Dinheiro
15 janeiro 2022 às 12h31

Função pública é "tema tabu" na campanha, mas exige respostas a quem governar

Crescentes saídas para a reforma, dificuldades em recrutar, carreiras consumidas pela subida do salário mínimo e um sistema de avaliação cada vez mais contestado deixam o serviço público à espera de soluções que tardam, dizem os sindicatos. Os partidos até têm propostas mas, até aqui, não arriscaram debatê-las.

Maria Caetano (Dinheiro Vivo)

Em 2022, um auxiliar de ação médica ou auxiliar educativo que concretize uma progressão na carreira - regra geral, ao fim de dez anos de trabalho - vai passar a ganhar apenas mais 4,46 euros de salário-base se estiver colocado nas primeiras posições remuneratórias da função pública. É também esse o valor de diferença salarial que o separa neste ano do salário inicial de um assistente técnico, trabalhador dos serviços administrativos e de atendimento público do Estado que, há pouco mais de uma década, em 2009, recebia mais 233,13 euros do que ele.

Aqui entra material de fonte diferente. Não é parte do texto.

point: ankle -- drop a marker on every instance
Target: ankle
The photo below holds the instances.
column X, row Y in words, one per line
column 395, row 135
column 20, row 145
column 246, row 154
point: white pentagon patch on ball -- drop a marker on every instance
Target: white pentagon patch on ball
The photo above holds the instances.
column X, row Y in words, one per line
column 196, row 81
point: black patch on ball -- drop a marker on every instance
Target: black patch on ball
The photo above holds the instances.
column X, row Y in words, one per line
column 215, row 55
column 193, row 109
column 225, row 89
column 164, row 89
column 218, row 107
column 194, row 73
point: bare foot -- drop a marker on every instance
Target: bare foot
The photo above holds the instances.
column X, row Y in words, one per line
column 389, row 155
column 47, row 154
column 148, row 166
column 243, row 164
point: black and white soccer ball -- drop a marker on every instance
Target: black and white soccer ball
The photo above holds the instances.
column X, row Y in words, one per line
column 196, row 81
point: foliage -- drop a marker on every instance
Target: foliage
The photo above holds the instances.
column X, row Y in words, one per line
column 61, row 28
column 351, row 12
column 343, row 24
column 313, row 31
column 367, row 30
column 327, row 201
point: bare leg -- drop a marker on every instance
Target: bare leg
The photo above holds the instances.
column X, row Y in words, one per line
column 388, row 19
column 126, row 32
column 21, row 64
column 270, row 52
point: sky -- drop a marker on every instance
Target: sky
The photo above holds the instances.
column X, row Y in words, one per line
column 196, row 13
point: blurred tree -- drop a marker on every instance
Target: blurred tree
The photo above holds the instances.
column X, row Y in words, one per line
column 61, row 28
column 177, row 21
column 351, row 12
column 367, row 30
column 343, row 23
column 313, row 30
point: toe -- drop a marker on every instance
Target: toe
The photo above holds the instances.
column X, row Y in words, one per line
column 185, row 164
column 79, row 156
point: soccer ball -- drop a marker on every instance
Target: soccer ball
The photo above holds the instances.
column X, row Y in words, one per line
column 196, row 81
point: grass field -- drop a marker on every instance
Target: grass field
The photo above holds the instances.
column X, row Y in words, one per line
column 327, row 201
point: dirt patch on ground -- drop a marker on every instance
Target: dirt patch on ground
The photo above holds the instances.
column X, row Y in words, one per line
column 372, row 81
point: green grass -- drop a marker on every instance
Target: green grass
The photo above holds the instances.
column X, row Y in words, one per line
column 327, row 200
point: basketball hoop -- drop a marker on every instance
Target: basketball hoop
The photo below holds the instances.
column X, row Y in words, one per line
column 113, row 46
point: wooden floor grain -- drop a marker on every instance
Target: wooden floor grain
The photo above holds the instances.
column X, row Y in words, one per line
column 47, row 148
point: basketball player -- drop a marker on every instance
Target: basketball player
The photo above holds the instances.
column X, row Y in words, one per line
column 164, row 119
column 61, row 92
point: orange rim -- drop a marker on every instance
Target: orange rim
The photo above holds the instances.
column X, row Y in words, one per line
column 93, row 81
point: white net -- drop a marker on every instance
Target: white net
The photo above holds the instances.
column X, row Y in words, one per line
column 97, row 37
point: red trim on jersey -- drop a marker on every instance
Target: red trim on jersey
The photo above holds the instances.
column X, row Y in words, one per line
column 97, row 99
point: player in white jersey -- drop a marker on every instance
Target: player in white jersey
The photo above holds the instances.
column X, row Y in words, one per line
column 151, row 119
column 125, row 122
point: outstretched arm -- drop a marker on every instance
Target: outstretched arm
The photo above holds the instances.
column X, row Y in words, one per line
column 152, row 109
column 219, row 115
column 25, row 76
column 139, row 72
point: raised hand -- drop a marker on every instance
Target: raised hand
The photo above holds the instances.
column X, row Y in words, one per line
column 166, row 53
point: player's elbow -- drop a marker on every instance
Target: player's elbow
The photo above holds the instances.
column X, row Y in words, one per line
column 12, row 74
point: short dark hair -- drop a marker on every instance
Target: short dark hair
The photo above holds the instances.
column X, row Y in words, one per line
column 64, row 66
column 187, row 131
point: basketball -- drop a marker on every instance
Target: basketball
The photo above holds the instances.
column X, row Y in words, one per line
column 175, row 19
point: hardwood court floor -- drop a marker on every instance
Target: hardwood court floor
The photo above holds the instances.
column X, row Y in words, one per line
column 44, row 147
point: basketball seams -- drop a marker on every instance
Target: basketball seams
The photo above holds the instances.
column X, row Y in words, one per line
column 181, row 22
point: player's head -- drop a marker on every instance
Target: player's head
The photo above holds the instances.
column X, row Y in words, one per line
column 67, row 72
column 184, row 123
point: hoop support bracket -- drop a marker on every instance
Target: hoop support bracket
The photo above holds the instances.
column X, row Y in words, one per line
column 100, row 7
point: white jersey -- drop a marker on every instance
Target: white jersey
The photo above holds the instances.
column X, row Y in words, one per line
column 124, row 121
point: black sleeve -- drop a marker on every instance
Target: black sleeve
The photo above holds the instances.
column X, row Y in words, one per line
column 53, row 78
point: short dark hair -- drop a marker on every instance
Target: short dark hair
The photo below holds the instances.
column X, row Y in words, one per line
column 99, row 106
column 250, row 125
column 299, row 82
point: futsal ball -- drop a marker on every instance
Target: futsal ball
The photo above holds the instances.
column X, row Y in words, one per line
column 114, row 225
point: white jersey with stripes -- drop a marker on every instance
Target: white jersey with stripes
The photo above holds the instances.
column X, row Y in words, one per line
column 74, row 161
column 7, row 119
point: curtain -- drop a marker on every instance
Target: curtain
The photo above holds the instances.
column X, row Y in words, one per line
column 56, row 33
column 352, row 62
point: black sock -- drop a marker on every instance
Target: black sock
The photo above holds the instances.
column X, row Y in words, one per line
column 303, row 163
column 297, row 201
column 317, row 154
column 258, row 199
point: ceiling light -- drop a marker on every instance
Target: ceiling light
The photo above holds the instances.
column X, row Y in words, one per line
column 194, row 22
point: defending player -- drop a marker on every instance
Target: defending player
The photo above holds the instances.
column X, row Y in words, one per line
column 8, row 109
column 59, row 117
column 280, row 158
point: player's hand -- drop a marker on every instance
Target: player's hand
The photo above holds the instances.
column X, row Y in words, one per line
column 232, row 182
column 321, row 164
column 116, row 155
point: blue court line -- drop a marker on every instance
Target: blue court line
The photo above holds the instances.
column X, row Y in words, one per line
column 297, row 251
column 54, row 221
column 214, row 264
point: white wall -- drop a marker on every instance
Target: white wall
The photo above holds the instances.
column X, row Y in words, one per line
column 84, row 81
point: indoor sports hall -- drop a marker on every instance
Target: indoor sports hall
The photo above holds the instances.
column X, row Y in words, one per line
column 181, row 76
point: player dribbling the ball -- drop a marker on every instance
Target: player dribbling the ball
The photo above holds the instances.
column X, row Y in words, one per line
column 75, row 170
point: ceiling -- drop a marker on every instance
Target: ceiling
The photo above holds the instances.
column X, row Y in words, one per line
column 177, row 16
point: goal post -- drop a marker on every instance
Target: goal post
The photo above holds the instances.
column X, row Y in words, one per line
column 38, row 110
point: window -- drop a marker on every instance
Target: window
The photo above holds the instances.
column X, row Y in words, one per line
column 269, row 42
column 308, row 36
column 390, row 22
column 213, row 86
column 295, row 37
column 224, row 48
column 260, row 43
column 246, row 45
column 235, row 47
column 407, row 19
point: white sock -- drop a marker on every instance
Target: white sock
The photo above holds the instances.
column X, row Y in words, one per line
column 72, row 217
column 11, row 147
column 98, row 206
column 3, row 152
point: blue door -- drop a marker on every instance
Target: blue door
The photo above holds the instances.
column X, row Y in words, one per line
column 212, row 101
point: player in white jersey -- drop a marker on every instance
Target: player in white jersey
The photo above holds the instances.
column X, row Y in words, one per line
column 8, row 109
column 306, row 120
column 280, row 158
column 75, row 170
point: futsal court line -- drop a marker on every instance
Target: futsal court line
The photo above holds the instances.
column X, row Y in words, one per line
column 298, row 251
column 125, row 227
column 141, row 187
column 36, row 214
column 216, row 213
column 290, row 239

Este é o exemplo mais extremo daquela que tem sido a tendência de compressão salarial nos últimos anos na administração pública, acontecendo depois da subida do salário mínimo aos 705 euros sem que os restantes salários se movam, no caso da função pública. E que poderá agravar-se ao longo dos próximos anos, com a retribuição mínima a eclipsar cada vez mais níveis remuneratórios entre os trabalhadores com os salários mais baixos do Estado. Mas, não é tema numa campanha para as eleições legislativas que até tem abordado a questão da estagnação do salário médio, mas que fica longe de um debate sobre a administração pública e os seus trabalhadores.

"Parece um tema tabu", afirma Helena Rodrigues, a presidente do Sindicato dos Quadros Técnicos do Estado (STE), que até diz entender os motivos. "A generalidade dos portugueses não olha com bons olhos a administração pública", defende, e os partidos defender-se-ão assim ao evitar o tema. "Alimentar ódios e divisões entre trabalhadores do privado e trabalhadores públicos só serviu para isto".

Sete dos partidos que obtiveram representação parlamentar em 2019 - com exceção do Chega e CDS-PP - surgem com programas que até avançam propostas para a administração pública, mas não as têm discutido até aqui. Na última quinta-feira, o frente-a-frente entre secretário-geral do PS, António Costa, e o presidente do PSD, Rui Rio, sobrevoou o assunto brevemente. Costa defendeu que o tema era para discutir com os sindicatos e não em campanha. Já Rio disse que pretende manter atualizações de salário em linha com a inflação, mas também condicionadas a uma "racionalização" dos serviços públicos, admitindo que nalgumas áreas do Estado haja funcionários a mais.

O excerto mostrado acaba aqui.